In chiusura, il DS ha tracciato il punto definitivo sui movimenti in entrata e in uscita: "Ciervo? Ci piace, vogliamo un giocatore forte ma ha ancora richieste dalla A e alta B, la concorrenza è forte. Per Fila temo tempi lunghi, aspettiamo risposte mediche in giornata. Un altro attaccante? Se recupera in tempi brevi no soprattutto se giochiamo con una punta; se faremo il 4-3-1-2 e saranno tempi lunghi, allora con la società valuteremo. Reintegrare Patierno? Abbiamo preso delle decisioni a inizio mercato, inutile tornarci ora, senza dimenticare tutto quello che ha fatto per noi e se siamo in B lo dobbiamo anche a lui.
Missori? C'è accordo col procuratore e con il Sassuolo, tra oggi e domani dovremmo definire salvo sorprese e martedì-mercoledì, massimo giovedì arriverà. Poi nel calcio non c'è mai niente di certo fino alla firma ma ad oggi abbiamo tutti gli accordi.

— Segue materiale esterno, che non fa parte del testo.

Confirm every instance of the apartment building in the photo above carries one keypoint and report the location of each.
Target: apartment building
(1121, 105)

La scelta del portiere? Iannarilli gode della nostra stima, gli abbiamo rinnovato il contratto, l'allenatore può scegliere chi sta meglio tra lui, Sassi e Martinelli. Il minutaggio? Abbiamo diversi under non siamo costretti a far giocare proprio Martinelli, e comunque i giovani che abbiamo preso hanno ingaggi a livello di over perché vogliamo giocatori di livello tecnico alto. Mister Nesta è un lavoratore e un competente, mi piace come lavora sul campo e sono sicuro che possa fare bene. In questo momento cerca di semplificare le cose e nei cambi ha cercato di non intaccare le scelte iniziali per non cambiare i riferimenti e andando ruolo su ruolo, anche perché la squadra stava producendo, inserendo forze fresche.
La società non mi ha posto paletti di budget, se capita l'occasione giusta ci pensiamo. Marina? In uno scenario del genere non abbiamo bisogno di altri attaccanti al momento. Enrici e Fontanarosa? L'allenatore ha massima stima di tutti, abbiamo preso anche Venturi, le scelte vengono fatte anche in funzione degli attaccanti che abbiamo di fronte. Izzo ha un ruolo di leadership in campo, non sarà al 100% ma sopperisce col carisma. Licina è legato alla società di appartenenza se decide se farlo uscire, potremmo avere un canale preferenziale se andrà in B, ma sapevamo di dover aspettare fino alla fine del mercato".